Figure 10 shows the train stop rate at each station in different time periods. Comparing Figure 10a,b, it can be found that the train stop rates in the upward and downward directions have the same distribution characteristics. Comparing different time periods, we can observe that the stopping rates at each station have the same distribution characteristics. Particularly, a station with high passenger flow has a high stop rate. For example, the stop rates of Changsha South station, Hengyang East station and Chenzhou West station are 81.1%. In summary, this means that we can provide train services that match the passenger flow distribution of each station in different time periods and in different directions.
Table 10 shows the use of each stop plan and the corresponding average train travel time. The “D-value” column reports the difference between the average travel time and the minimum travel time. q 1 ensures that the train stops at large passenger flow stations. q 2 ensures that the train stops at small passenger flow stations. q 3 is the stop plan with the minimum number of stops, mainly serving the ODs among the five stations of Wuhan, Changsha South, Hengyang East, Chenzhou East, and Guangzhou North.
From Table 10, the results show that the number of q3 and q1 is more than the number of q2. This indicates that the trains will choose the matching stop plans according to the passenger flow of the stations. Comparing D-value, we observe that the train travel times are short, and there is no serious operational disturbance between different trains. Therefore, trains can provide efficient transportation services.
Table 11 shows the time-space distribution of trains. From the perspective of time distribution, the trains departing from the upward and downward directions are the same in each time period, which indicates that the train departure distribution is symmetrical. From the perspective of time distribution, the number of departures in time period 2 is more than that in the other two time periods because the transportation demand in this time period is huge. In summary, the number of trains is consistent with the trend of travel demand over time.
Furthermore, Table 11 displays the origin places and terminal places of rolling stock units. We observe that the number of rolling stock units departing and returning at each depot is equal which indicates that we can ensure the daily repeated operation of rolling stock.
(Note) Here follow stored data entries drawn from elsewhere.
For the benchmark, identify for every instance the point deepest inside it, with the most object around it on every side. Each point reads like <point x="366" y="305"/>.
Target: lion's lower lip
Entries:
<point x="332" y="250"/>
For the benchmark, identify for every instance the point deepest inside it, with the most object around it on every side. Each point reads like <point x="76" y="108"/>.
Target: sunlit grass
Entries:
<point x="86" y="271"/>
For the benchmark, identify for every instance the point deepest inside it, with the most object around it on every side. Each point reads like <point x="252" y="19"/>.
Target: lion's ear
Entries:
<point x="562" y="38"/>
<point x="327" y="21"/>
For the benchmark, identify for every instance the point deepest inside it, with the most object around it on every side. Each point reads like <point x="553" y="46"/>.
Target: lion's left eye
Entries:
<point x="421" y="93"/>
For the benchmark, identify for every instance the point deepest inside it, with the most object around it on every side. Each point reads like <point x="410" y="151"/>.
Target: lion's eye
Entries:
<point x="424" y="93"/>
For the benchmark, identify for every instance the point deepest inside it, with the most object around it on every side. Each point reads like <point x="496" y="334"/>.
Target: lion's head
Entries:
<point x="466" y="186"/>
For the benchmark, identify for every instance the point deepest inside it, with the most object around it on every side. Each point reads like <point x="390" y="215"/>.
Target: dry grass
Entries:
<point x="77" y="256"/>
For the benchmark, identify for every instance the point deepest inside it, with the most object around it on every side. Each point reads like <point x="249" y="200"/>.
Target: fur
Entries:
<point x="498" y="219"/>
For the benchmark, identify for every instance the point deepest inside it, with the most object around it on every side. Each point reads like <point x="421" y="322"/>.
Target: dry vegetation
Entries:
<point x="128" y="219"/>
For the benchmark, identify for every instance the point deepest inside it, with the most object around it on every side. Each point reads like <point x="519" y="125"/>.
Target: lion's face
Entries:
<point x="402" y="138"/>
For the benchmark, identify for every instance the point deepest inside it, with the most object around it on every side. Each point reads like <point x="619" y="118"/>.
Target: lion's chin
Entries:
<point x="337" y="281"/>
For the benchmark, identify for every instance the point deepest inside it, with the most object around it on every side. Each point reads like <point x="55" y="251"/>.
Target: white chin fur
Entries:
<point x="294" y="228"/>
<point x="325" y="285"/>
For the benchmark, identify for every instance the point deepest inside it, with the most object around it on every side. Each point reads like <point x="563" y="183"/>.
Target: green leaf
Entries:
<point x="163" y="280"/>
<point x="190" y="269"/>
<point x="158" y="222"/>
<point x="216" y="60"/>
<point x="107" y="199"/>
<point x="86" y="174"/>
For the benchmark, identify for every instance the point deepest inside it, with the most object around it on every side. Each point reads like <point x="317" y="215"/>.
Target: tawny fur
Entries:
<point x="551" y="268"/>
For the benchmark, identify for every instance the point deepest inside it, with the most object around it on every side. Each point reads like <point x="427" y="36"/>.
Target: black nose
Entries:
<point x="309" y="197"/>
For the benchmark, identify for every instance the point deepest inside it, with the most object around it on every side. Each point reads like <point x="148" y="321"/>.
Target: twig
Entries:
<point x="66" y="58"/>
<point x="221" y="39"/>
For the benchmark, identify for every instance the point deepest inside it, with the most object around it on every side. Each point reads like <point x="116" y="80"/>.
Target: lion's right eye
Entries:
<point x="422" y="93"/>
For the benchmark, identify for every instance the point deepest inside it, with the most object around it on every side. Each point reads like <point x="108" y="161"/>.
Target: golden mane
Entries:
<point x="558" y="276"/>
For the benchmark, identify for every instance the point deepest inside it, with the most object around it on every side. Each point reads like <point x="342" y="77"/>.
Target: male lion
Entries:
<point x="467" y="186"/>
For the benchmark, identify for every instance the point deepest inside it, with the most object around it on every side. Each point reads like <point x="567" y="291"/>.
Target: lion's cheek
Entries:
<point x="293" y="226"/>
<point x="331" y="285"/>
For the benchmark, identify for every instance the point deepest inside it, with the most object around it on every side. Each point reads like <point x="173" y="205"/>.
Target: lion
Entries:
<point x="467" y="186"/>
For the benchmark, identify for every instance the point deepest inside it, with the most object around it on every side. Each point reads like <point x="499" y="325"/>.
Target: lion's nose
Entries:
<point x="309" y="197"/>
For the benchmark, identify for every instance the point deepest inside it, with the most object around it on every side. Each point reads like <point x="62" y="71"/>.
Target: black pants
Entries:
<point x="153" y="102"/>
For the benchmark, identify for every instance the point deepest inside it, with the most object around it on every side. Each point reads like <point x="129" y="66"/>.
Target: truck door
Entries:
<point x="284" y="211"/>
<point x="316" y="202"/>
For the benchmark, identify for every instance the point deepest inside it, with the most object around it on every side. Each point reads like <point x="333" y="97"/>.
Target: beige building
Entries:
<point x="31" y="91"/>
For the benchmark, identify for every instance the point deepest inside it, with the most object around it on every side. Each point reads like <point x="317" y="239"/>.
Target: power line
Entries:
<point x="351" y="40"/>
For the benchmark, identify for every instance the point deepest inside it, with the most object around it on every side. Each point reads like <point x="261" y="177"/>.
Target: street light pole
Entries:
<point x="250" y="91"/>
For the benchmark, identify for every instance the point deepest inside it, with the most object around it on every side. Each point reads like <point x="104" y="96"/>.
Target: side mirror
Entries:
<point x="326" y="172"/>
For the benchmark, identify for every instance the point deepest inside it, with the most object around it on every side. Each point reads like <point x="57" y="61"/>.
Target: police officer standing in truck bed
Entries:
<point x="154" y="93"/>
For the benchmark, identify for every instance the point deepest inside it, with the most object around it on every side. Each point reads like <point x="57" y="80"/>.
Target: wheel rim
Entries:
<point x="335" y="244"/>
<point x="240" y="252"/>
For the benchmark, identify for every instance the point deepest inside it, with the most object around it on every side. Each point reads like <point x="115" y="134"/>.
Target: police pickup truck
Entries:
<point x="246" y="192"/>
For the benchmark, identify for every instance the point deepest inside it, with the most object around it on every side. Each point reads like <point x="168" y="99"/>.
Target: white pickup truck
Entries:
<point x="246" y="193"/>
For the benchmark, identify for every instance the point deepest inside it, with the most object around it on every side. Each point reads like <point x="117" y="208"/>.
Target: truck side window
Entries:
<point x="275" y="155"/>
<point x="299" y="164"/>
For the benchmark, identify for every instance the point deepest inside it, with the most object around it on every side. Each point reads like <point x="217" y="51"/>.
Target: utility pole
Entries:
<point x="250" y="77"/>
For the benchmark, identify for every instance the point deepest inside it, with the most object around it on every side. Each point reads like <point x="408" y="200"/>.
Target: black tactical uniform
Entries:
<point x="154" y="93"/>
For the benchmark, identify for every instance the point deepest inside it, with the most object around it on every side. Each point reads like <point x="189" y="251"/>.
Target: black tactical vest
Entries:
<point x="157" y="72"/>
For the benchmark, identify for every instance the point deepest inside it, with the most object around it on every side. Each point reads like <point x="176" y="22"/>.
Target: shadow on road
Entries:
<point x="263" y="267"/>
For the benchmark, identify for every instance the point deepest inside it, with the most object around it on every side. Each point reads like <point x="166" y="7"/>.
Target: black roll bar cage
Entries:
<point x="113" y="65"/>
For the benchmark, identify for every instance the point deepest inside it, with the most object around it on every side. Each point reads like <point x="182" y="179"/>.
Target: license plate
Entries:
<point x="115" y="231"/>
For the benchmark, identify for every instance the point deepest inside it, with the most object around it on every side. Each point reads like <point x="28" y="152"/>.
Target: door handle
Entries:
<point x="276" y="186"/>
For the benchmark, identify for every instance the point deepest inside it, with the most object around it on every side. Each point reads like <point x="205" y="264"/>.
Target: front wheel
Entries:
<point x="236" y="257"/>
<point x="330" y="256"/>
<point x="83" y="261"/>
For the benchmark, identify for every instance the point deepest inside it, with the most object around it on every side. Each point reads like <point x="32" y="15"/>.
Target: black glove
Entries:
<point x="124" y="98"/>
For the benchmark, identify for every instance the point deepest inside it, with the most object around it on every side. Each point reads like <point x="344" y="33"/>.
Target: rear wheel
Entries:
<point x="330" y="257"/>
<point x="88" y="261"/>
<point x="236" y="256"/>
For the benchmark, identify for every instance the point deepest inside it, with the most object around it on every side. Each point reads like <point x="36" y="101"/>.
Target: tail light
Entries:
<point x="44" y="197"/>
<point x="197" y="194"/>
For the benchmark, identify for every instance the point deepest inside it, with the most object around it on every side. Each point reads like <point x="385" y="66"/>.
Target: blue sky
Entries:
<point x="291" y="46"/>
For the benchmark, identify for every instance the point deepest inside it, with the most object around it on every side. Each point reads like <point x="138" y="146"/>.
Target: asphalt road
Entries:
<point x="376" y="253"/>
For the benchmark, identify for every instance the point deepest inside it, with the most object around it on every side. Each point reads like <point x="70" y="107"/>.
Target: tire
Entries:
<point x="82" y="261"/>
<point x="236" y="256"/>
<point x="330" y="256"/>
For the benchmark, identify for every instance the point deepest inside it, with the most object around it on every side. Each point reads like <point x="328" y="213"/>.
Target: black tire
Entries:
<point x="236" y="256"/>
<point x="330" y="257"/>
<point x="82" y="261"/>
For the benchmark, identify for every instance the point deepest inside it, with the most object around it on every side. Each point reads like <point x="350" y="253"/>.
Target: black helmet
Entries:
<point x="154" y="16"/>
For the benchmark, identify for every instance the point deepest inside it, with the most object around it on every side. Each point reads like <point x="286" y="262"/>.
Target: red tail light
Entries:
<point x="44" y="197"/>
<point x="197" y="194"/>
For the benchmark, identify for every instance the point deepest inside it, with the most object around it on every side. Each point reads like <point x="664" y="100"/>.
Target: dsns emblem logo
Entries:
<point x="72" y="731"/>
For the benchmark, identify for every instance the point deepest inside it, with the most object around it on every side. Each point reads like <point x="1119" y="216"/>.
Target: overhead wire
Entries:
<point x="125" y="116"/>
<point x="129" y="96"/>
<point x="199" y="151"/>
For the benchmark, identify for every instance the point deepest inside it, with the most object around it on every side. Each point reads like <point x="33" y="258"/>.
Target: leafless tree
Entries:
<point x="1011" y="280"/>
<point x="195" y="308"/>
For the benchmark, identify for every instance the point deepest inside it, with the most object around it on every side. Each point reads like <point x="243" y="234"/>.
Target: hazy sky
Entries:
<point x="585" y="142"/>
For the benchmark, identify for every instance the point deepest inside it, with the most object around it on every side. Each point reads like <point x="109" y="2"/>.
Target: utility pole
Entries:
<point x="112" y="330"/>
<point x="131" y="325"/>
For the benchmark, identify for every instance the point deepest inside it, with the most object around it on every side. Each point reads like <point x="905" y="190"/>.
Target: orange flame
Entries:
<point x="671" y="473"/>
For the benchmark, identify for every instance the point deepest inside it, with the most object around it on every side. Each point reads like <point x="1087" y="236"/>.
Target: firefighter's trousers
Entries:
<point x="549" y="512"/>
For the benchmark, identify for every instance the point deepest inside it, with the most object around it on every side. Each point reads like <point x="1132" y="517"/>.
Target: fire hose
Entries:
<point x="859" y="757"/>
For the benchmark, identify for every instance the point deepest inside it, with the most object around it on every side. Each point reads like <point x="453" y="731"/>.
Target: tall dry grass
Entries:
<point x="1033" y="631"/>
6.3. Analysis of Sensitivity

The amount of rolling stock and the minimum headway are very important factors of capacity in our problem. Specifically, we conduct some instances to explore the sensitivity of transportation capacity and its impact factors with different parameters. To save the computation time of the algorithm, we construct a small-scale double-track rail line containing five stations. The planning time horizon is 240 min and the parameters of the Lagrangian algorithm are unchanged. Other time parameters are reset according to Appendix A. In this section, we will analyze the sensitivity based on this small-scale case.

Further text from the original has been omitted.